Let $p$ be a prime number.

Let $n, k \in \Z_{\ge 0}$.


Then:

$\dbinom n k \equiv \dbinom {\floor {n / p} } {\floor {k / p} } \dbinom {n \bmod p} {k \bmod p} \pmod p$

where:

$\dbinom n k$ denotes a binomial coefficient
$n \bmod p$ denotes the modulo operation
$\floor \cdot$ denotes the floor function.


Corollary

Let the representations of $n$ and $k$ to the base $p$ be given by:

$n = a_r p^r + \cdots + a_1 p + a_0$
$k = b_r p^r + \cdots + b_1 p + b_0$

Then:

$\ds \dbinom n k \equiv \prod_{j \mathop = 0}^r \dbinom {a_j} {b_j} \pmod p$


Proof

First we show that:

$\dbinom n k \equiv \dbinom {\floor {n / p} } {\floor {k / p} } \dbinom {n \bmod p} {k \bmod p} \pmod p$


Consider $\dbinom n k$ as the fraction:

$\dfrac {n \paren {n - 1} \paren {n - 2} \cdots \paren {n - k + 1} } {k \paren {k - 1} \paren {k - 2} \cdots 1}$


This can be expressed as:

$(1): \quad \dbinom n k = \paren {\dfrac n k} \paren {\dfrac {n - 1} {k - 1} } \paren {\dfrac {n - 2} {k - 2} } \cdots \paren {\dfrac {n - k + 1} 1}$

Let $k = s p + t$ from the Division Theorem.

Thus:

$t = k \bmod p$

The denominators of the first $t$ factors in $(1)$ do not have $p$ as a divisor.
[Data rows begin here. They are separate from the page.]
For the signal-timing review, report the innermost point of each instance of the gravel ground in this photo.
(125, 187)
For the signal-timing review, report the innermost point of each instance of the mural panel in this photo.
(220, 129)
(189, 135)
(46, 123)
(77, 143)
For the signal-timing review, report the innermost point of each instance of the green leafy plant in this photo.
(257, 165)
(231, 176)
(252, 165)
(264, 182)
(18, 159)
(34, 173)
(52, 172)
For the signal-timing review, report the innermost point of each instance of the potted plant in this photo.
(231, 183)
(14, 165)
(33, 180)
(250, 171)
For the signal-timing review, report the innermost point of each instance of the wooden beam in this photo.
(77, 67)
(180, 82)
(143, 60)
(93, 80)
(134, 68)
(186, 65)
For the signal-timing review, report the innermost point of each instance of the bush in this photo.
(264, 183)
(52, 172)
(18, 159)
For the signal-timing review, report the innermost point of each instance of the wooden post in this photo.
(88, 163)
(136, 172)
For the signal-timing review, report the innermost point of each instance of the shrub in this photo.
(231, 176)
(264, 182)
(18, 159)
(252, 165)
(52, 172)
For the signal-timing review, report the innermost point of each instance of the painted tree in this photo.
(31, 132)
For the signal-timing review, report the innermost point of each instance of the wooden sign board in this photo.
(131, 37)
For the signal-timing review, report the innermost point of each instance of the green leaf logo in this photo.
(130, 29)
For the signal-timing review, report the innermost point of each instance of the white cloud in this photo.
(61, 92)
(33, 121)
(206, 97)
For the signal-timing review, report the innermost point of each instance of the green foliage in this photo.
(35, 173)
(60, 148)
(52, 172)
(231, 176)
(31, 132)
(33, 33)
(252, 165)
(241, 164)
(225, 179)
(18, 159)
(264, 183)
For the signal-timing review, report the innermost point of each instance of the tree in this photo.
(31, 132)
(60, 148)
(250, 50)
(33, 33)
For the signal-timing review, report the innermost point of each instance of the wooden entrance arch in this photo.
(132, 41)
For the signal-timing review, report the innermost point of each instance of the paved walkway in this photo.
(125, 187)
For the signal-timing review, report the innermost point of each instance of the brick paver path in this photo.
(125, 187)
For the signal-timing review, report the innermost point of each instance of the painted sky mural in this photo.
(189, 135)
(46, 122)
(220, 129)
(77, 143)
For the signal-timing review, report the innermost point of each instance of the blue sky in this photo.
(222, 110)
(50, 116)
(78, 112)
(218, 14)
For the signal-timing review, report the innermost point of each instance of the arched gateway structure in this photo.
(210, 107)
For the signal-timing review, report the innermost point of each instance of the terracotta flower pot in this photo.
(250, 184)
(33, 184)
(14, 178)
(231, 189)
Now let $n = u p + v$, again from the Division Theorem.

Thus:

$v = n \bmod p$


Now, when dealing with non-multiples of $p$, we can work modulo $p$ in both the numerator and denominator, from Common Factor Cancelling in Congruence.

So we consider the first $t$ factors of $(1)$ modulo $p$.

These are:

$\paren {\dfrac {u p + v} {s p + t} } \paren {\dfrac {u p + v - 1} {s p + t - 1} } \cdots \paren {\dfrac {u p + v - t + 1} {s p + 1} } \equiv \paren {\dfrac v t} \paren {\dfrac {v - 1} {t - 1} } \cdots \paren {\dfrac {v - t + 1} 1} \pmod p$


So, these first $t$ terms of $(1)$ taken together are congruent modulo $p$ to the corresponding terms of:

$\dbinom {n \bmod p} {k \bmod p}$

These differ by multiples of $p$.


So we are left with $k - k \bmod p$ factors.

These fall into $\floor {k / p}$ groups, each of which has $p$ consecutive values.

Each of these groups contains exactly one multiple of $p$.

The other $p - 1$ factors in a given group are congruent (modulo $p$) to $\paren {p - 1}!$ so they cancel out in numerator and denominator.


We now need to investigate the $\left \lfloor {k / p} \right \rfloor$ multiples of $p$ in the numerator and denominator.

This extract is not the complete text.